Once in his office he left Dejoie and Nathalie standing and did not himself sit down, so as to get rid of them more quickly. Maxime, who had risen from his armchair when the Countess left, did not this time
withdraw discreetly but stayed, looking over the new arrivals with a curious eye. And Dejoie lengthily explained what he had come about.

‘This is how it is, Monsieur… I got my discharge,
*
then I went as office-boy for Monsieur Durieu, Madame Caroline’s husband, when he was still alive and had his brewery. Then I went to Monsieur Lamberthier, in the market-hall. Then I went to Monsieur Bisot, a banker you know well: he blew his brains out two months ago so now I haven’t got a job… I should tell you, first of all, that I had got married. Yes, I married my wife Joséphine when I was at Monsieur Durieu’s in fact, and she worked as cook for Monsieur’s sister-in-law Madame Lévêque, a lady well known to Madame Caroline.
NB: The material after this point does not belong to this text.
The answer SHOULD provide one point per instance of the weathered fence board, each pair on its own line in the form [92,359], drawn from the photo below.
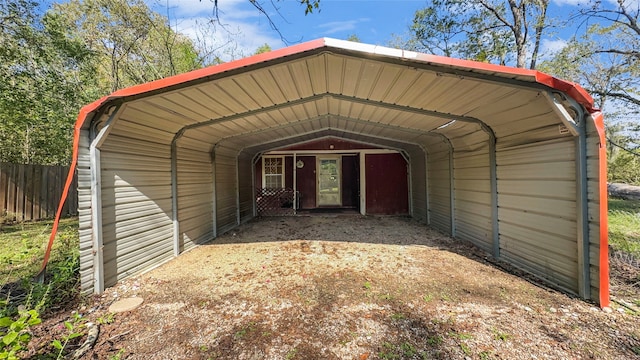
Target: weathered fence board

And then, when I was at Monsieur Lamberthier’s, Joséphine couldn’t get a place there so she went to work for a doctor in Grenelle, a Monsieur Renaudin. Then she went to the Trois-Frères shop on the Rue Rambuteau where, as if it was fated, there was never a place for me…’

‘In short,’ Saccard interrupted him, ‘you’ve come to me for a job, is that it?’

But Dejoie was intent on telling him the sad story of his life, the unhappy chance which had made him marry a cook without ever being able to find a job in the same household as hers. It was almost as if they’d never been properly married, never having their own bedroom, meeting each other at wine-shops and kissing behind kitchen doors. When their daughter Nathalie was born they had to leave her with a nurse until she was eight years old, until one day when her father, tired of being alone, had taken her back into his cramped bachelor’s lodgings. So he had become the real mother of the little girl, bringing her up, taking her to school, and looking after her with the utmost care, his heart overflowing with ever greater adoration.